WhatsApp、スパイウェア対策に「ロックダウン型」セキュリティモードを導入

WhatsAppが特定のユーザー保護のため新機能発表

Metaは1月28日、WhatsAppにおいて特定のユーザーを高度なサイバー攻撃から保護するため、新たなセキュリティ機能「厳格なアカウント設定(Strict Account Settings)」を発表しました。これは、ジャーナリストや公人など、標的型攻撃のリスクが高い個人をスパイウェアから守ることを目的としています。

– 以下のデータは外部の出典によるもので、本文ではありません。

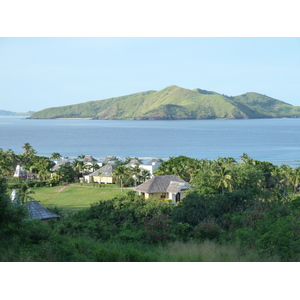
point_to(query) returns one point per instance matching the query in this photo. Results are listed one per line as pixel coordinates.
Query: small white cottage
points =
(164, 187)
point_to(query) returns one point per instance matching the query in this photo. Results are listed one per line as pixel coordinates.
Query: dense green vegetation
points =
(238, 211)
(173, 103)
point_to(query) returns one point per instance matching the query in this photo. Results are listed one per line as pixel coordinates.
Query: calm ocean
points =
(273, 140)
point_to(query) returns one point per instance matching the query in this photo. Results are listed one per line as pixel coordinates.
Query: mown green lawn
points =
(74, 197)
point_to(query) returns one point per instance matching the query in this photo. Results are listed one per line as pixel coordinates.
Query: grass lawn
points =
(74, 197)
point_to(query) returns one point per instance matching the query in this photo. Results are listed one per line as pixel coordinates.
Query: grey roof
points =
(132, 163)
(162, 183)
(155, 160)
(61, 163)
(37, 211)
(175, 186)
(109, 158)
(106, 171)
(89, 158)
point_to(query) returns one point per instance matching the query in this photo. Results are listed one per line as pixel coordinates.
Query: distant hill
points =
(11, 113)
(173, 103)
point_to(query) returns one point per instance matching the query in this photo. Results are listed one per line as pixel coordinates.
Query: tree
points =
(55, 155)
(66, 173)
(120, 172)
(223, 178)
(135, 171)
(145, 174)
(24, 193)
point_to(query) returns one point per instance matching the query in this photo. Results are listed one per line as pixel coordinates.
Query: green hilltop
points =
(175, 103)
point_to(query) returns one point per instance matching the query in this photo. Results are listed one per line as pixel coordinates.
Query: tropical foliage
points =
(245, 210)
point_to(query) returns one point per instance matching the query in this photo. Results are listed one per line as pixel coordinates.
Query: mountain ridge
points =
(173, 103)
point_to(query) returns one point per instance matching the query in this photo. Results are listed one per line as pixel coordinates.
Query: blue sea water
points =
(273, 140)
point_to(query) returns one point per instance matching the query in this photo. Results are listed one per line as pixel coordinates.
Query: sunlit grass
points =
(72, 198)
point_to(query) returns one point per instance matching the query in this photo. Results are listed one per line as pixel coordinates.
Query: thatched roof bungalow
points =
(38, 212)
(102, 175)
(164, 187)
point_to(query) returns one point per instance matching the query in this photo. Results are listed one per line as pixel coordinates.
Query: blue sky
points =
(38, 73)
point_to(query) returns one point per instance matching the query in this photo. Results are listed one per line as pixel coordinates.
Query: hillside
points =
(173, 103)
(11, 113)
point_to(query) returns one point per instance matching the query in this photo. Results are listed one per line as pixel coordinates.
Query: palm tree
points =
(135, 171)
(223, 178)
(94, 166)
(99, 174)
(145, 174)
(24, 193)
(55, 155)
(295, 178)
(120, 172)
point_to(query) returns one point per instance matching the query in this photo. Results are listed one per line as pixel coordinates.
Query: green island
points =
(234, 211)
(175, 103)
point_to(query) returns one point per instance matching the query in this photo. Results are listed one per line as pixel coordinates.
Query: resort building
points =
(164, 187)
(102, 175)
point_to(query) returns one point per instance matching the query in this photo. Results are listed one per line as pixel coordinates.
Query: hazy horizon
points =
(50, 72)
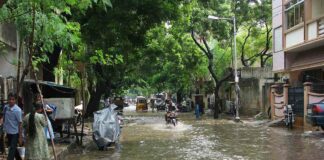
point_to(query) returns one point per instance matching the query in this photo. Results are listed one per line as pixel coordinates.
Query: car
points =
(315, 114)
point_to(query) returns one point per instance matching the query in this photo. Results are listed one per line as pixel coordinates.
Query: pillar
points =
(272, 100)
(307, 89)
(285, 93)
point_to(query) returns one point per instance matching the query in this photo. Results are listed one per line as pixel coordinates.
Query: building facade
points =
(298, 39)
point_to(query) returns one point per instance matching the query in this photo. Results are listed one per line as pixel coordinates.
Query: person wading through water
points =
(36, 143)
(12, 126)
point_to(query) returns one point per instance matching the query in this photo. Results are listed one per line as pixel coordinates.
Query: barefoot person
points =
(12, 126)
(36, 143)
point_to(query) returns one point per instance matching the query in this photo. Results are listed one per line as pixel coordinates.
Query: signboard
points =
(65, 107)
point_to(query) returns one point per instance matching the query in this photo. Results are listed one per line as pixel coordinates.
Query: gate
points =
(296, 97)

この機能は、Apple iOSの「ロックダウンモード」やAndroidの「アドバンストプロテクション」に似ており、一部の機能を制限することでセキュリティを強化します。Metaは、「このロックダウン型の機能は、アカウントを最も制限的な設定にすることで、WhatsApp上のセキュリティをさらに強化します」と述べています。

「厳格なアカウント設定」の主な機能

  • アカウント設定が最も制限的なオプションにロックされます。
  • 連絡先にない相手からの添付ファイルやメディアを自動的にブロックします。
  • 知らない発信者からの通話をミュートします。
  • その他、アプリの動作を制限する設定が含まれます。

この機能は、「設定」>「プライバシー」>「詳細」から有効にすることができます。Metaによると、今後数週間かけて段階的に展開される予定です。

セキュリティ強化の技術的基盤:Rustの採用

WhatsAppは、ユーザーの写真、ビデオ、メッセージをスパイウェア攻撃から保護するため、メディア共有機能にRustプログラミング言語の採用を進めていると発表しました。これは「Rustで書かれたライブラリとして、世界中で最大のロールアウト」と説明されています。

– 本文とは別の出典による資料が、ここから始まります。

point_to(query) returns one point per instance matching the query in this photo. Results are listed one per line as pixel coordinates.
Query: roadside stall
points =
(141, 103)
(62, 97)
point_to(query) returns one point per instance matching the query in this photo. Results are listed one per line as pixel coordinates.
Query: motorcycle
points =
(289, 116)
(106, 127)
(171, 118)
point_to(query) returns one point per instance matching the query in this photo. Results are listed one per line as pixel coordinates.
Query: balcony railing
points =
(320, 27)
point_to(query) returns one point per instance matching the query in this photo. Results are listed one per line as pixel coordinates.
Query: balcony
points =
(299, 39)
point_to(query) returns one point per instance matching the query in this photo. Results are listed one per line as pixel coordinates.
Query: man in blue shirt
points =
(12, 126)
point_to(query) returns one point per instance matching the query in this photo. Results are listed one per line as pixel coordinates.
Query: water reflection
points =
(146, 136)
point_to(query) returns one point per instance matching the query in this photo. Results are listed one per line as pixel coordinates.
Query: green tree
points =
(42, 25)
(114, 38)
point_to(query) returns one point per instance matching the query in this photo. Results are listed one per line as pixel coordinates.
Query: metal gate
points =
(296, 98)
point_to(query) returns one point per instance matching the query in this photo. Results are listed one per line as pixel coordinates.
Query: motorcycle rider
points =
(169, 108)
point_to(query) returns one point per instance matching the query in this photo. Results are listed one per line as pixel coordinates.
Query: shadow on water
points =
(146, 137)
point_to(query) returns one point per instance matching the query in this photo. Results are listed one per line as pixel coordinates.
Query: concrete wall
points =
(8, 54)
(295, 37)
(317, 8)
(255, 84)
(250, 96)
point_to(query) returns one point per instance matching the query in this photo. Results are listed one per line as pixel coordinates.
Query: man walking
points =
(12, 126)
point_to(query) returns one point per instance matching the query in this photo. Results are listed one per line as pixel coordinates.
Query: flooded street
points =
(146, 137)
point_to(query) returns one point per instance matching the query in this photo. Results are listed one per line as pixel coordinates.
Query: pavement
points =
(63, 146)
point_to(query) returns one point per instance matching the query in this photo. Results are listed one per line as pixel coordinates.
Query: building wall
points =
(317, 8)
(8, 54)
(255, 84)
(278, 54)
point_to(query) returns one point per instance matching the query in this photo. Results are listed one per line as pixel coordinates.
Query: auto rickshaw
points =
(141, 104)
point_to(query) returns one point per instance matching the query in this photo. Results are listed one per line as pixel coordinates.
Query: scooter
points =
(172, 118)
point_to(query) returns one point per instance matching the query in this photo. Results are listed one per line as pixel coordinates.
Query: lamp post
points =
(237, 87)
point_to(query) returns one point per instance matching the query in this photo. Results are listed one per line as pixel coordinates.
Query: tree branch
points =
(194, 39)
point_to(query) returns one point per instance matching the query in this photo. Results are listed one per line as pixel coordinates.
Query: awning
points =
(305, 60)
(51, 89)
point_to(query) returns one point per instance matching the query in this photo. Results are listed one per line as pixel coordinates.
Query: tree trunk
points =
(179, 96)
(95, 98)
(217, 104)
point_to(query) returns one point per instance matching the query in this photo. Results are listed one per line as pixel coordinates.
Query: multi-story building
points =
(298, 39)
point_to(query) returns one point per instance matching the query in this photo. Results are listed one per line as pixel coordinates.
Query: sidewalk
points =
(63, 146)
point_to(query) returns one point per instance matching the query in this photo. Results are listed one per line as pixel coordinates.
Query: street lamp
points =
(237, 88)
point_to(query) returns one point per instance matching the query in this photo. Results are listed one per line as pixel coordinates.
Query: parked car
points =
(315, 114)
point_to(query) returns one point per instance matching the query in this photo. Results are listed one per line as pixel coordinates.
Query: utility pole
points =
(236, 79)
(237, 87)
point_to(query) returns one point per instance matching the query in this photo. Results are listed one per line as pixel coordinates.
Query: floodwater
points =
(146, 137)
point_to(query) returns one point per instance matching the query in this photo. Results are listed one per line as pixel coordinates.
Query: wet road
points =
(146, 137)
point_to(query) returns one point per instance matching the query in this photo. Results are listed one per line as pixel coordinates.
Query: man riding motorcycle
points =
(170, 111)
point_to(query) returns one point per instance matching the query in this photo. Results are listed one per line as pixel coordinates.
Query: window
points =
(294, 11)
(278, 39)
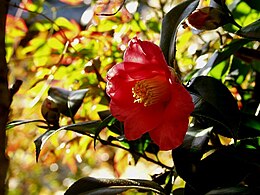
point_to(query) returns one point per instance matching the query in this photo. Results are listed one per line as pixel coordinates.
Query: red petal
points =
(170, 133)
(142, 120)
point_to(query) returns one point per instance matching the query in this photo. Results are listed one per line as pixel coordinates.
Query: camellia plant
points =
(203, 106)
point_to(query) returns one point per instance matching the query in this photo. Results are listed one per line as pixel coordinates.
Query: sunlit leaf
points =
(170, 26)
(68, 102)
(55, 43)
(64, 23)
(82, 127)
(93, 186)
(219, 56)
(15, 123)
(220, 100)
(72, 2)
(15, 27)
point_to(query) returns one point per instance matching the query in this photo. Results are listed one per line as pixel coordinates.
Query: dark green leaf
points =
(251, 31)
(187, 156)
(108, 121)
(227, 166)
(170, 25)
(13, 124)
(93, 186)
(250, 143)
(254, 4)
(219, 56)
(216, 94)
(83, 127)
(68, 102)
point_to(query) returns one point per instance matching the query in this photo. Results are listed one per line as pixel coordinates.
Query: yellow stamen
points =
(150, 91)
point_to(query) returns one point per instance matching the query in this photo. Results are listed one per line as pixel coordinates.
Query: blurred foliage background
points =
(71, 44)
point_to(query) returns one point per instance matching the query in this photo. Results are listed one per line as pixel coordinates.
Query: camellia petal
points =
(170, 133)
(147, 97)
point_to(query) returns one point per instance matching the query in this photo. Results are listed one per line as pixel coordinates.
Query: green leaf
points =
(108, 121)
(68, 102)
(64, 23)
(114, 125)
(170, 25)
(219, 56)
(223, 168)
(251, 31)
(55, 43)
(212, 97)
(15, 123)
(254, 4)
(236, 190)
(93, 186)
(83, 128)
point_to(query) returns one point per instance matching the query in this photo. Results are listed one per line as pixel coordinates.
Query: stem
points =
(5, 100)
(105, 142)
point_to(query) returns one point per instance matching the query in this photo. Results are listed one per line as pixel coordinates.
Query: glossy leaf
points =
(223, 168)
(219, 56)
(15, 123)
(236, 190)
(251, 31)
(93, 186)
(82, 127)
(254, 4)
(219, 99)
(187, 156)
(68, 102)
(64, 23)
(170, 26)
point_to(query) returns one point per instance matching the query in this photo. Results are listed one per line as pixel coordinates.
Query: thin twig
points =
(105, 142)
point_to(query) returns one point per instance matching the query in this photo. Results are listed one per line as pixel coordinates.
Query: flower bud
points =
(50, 111)
(207, 18)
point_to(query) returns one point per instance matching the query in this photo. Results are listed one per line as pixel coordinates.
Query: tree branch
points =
(5, 99)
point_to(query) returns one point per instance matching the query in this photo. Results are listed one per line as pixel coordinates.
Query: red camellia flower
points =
(146, 95)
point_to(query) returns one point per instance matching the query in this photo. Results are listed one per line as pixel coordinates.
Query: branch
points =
(109, 143)
(5, 99)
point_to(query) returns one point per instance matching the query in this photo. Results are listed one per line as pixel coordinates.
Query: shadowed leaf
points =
(93, 186)
(251, 31)
(13, 124)
(170, 26)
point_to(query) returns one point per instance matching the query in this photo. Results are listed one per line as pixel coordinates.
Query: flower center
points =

Rustの採用により、WhatsAppはデバイス間でセキュアで高性能なクロスプラットフォームのメディア共有ライブラリ「wamedia」を開発することが可能になりました。Metaは、メモリ安全性の問題に対処するため、以下の3つのアプローチに投資していると説明しています。

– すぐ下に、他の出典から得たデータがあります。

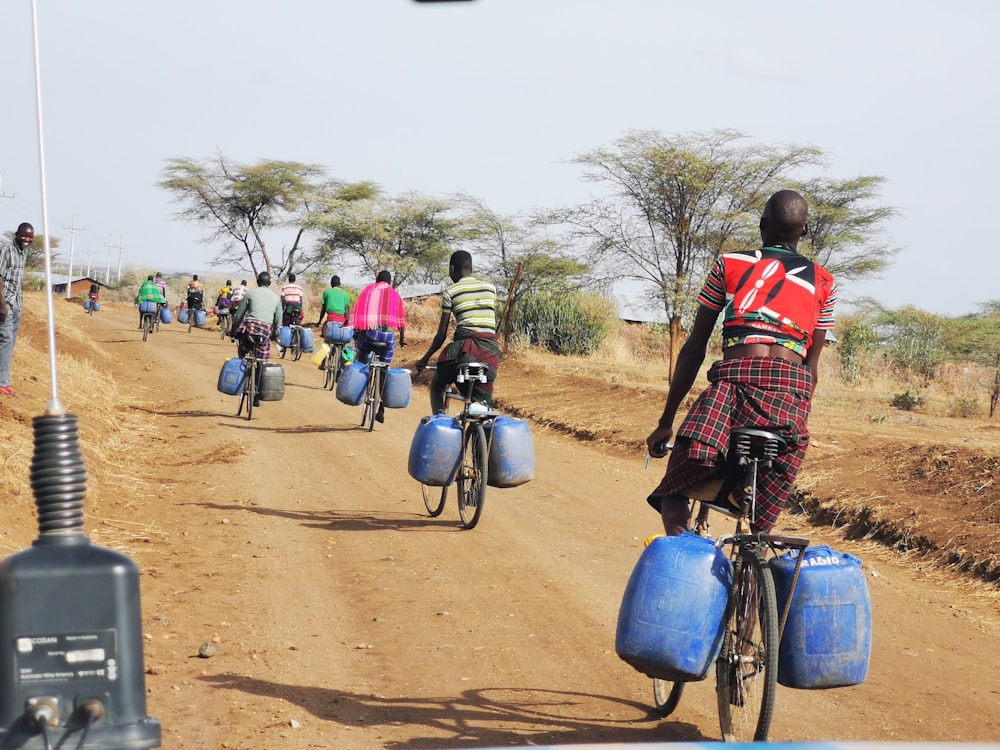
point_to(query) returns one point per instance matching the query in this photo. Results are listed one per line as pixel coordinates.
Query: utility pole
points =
(121, 246)
(73, 229)
(107, 273)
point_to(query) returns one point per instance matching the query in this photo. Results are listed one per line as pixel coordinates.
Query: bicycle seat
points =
(471, 371)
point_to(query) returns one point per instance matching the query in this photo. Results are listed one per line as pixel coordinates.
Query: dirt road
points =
(344, 617)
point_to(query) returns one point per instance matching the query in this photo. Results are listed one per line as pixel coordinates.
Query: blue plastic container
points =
(398, 386)
(512, 453)
(232, 376)
(436, 450)
(828, 637)
(335, 333)
(272, 382)
(308, 340)
(285, 336)
(352, 382)
(671, 620)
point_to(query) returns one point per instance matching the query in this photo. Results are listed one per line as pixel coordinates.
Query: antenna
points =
(73, 229)
(70, 623)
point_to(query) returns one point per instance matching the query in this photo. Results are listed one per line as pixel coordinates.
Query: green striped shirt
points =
(473, 303)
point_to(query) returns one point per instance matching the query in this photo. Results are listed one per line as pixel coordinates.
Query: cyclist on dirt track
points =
(149, 292)
(473, 303)
(777, 308)
(257, 314)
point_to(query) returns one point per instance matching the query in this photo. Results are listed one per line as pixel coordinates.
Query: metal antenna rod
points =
(54, 407)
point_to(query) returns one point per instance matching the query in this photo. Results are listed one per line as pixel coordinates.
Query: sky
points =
(495, 98)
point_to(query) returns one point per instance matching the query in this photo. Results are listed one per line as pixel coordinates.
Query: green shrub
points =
(574, 323)
(907, 401)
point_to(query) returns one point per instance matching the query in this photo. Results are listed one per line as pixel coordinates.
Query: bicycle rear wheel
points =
(747, 669)
(434, 500)
(472, 476)
(666, 695)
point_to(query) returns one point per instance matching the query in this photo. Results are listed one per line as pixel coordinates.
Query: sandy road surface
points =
(344, 617)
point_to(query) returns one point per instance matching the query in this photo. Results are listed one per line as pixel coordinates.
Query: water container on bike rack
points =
(351, 386)
(272, 382)
(321, 354)
(308, 340)
(232, 376)
(672, 617)
(398, 385)
(285, 337)
(436, 450)
(512, 452)
(336, 333)
(827, 639)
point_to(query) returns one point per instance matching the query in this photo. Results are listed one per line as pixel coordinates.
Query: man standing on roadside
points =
(13, 255)
(473, 302)
(377, 311)
(777, 307)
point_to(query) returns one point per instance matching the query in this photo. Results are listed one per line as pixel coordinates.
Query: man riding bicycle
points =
(149, 292)
(257, 316)
(473, 303)
(291, 302)
(778, 307)
(195, 295)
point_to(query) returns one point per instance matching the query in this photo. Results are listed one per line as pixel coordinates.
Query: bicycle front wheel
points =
(666, 695)
(434, 500)
(472, 476)
(747, 669)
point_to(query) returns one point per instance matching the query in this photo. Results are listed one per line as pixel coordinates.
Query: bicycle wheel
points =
(666, 695)
(251, 388)
(747, 669)
(433, 500)
(472, 476)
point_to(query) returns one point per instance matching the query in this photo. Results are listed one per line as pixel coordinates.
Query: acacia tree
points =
(976, 338)
(239, 203)
(677, 203)
(410, 235)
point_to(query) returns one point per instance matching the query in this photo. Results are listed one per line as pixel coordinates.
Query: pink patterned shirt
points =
(378, 305)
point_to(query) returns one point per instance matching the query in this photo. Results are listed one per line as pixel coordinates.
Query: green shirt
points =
(336, 300)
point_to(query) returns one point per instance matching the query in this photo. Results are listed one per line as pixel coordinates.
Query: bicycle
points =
(225, 323)
(295, 345)
(148, 324)
(747, 666)
(332, 365)
(378, 371)
(473, 469)
(192, 317)
(252, 366)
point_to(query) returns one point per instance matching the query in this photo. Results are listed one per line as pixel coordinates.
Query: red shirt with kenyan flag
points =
(770, 296)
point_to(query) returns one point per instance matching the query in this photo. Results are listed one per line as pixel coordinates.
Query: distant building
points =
(77, 287)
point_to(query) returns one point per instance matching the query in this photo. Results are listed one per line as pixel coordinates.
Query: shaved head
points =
(784, 218)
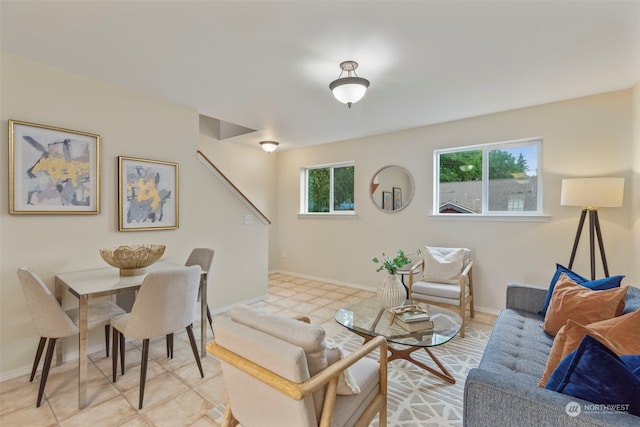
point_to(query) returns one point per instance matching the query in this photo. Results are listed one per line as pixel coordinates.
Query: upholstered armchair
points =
(444, 277)
(278, 372)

  • 攻撃対象領域の露出を最小限に抑える製品設計。
  • 既存のCおよびC++コードに対するセキュリティ保証への投資。
  • 新しいコードにはメモリ安全な言語をデフォルトで選択すること。

同社は、「WhatsAppはCFI、強化されたメモリ割り当て機能、より安全なバッファ処理APIなどの保護機能を追加しました」と述べ、これが「ユーザーのバックエンドセキュリティを強化するための重要な一歩であり、深層防衛アプローチの一部である」と強調しています。